L’action se développe grâce à un jeu d’acteur naturel et bien réglé, une intrigue qui relève régulièrement du marivaudage, avec quelques touches d’humour qui font agréablement sourire : séducteur compulsif, Jupiter prend le déguisement de sa fille Diane pour conquérir Calisto, mais parallèlement Diane (la vraie) n’est pas insensible aux charmes de son prétendant Endymion. Les situations extravagantes se succèdent, surtout lorsque divers personnages ont bien du mal à comprendre les changements d’attitude entre la fausse puis la vraie Diane. La présence de l’épouse furieuse et jalouse Junon ajoute du piquant, ainsi que celle de Pan, amoureux lui aussi de Diane. Ce traitement XVIII ème siècle généralisé uniformise tout de même l’allure des protagonistes, y compris par exemple les personnages de Pan, ses acolytes Sylvain et le Petit Satyre, loin ici de leur apparence habituelle qui tend davantage vers le bestial.

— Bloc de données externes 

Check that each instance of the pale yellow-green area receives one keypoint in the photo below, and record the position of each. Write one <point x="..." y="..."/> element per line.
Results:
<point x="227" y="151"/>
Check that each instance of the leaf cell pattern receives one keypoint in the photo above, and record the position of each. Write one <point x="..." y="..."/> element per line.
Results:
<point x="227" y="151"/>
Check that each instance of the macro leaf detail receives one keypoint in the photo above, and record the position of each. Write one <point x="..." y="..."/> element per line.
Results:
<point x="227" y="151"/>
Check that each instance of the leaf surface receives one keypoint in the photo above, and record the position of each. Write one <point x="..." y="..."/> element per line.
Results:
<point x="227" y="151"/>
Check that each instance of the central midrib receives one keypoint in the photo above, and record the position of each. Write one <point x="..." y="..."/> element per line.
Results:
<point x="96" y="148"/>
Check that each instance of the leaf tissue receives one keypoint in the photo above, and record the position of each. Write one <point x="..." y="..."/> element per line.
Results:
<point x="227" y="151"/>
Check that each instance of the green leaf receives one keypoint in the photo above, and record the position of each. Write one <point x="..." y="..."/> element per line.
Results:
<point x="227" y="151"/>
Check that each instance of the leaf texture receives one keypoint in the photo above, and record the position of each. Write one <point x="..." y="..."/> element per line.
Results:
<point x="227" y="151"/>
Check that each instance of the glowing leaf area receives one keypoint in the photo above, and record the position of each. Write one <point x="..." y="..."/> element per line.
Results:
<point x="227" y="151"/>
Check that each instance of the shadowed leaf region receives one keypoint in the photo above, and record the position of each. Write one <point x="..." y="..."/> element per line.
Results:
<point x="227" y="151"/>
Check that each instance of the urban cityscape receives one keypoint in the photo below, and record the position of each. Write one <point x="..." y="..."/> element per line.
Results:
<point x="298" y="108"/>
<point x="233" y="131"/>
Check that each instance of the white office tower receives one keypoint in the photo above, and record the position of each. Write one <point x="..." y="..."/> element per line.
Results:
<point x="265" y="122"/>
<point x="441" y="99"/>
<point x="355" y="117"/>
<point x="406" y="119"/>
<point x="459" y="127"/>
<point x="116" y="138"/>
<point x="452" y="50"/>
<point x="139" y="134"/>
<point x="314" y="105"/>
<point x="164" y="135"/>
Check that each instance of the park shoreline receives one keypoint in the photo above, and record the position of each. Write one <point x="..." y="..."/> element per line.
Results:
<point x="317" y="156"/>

La distribution vocale fait un sans-faute, depuis la jeune et talentueuse Lauranne Oliva en Calisto, timbre d’une gracieuse fraîcheur, ligne vocale ferme et chant expressif. De nombreux interprètes ce soir sont passés par l’Académie du festival et il est très heureux de lire leurs noms sur l’affiche, quelques années plus tard. Ceci est vrai par exemple pour Alex Rosen en Giove (Jupiter), basse profonde et solide, qui intervient par moments en voix de tête sous les habits de Diane, déclenchant à tout coup les sourires du public. Voix splendide et spécialiste du répertoire baroque, la mezzo italienne Giuseppina Bridelli séduit de bout en bout, en particulier son amoureux Endymion, le contre-ténor Paul-Antoine Bénos-Djian de tessiture plutôt alto, qui se rapproche d’ailleurs de celle de Diane au cours de leur duo. L’autre mezzo Anna Bonitatibus est justement explosive dans le rôle de l’épouse trompée. Il faut voir son regard lorsqu’elle apprend la nouvelle aventure adultérine de son Jupiter de mari, de la bouche d’une Calisto qui ne comprend pas le revirement de Diane, d’abord très entreprenante avec elle (Jupiter déguisé), puis soudainement froide plus tard (la vraie Diane). Dans le rôle de la vieille Linfea en proie au désir de l’amour qu’elle n’a jamais connu, le ténor Zachary Wilder sait se montrer émouvant, à l’opposé du baryton Dominic Sedgwick qui joue davantage le registre de l’entremetteur pour le compte de Jupiter. Le trio David Portillo (Pan), Douglas Ray Williams (Sylvain) et le sonore contre-ténor Théo Imart en Petit Satyre complète une remarquable équipe vocale, également très investie dans le jeu scénique et sollicitée aussi pour de brefs ballets en fins d’actes.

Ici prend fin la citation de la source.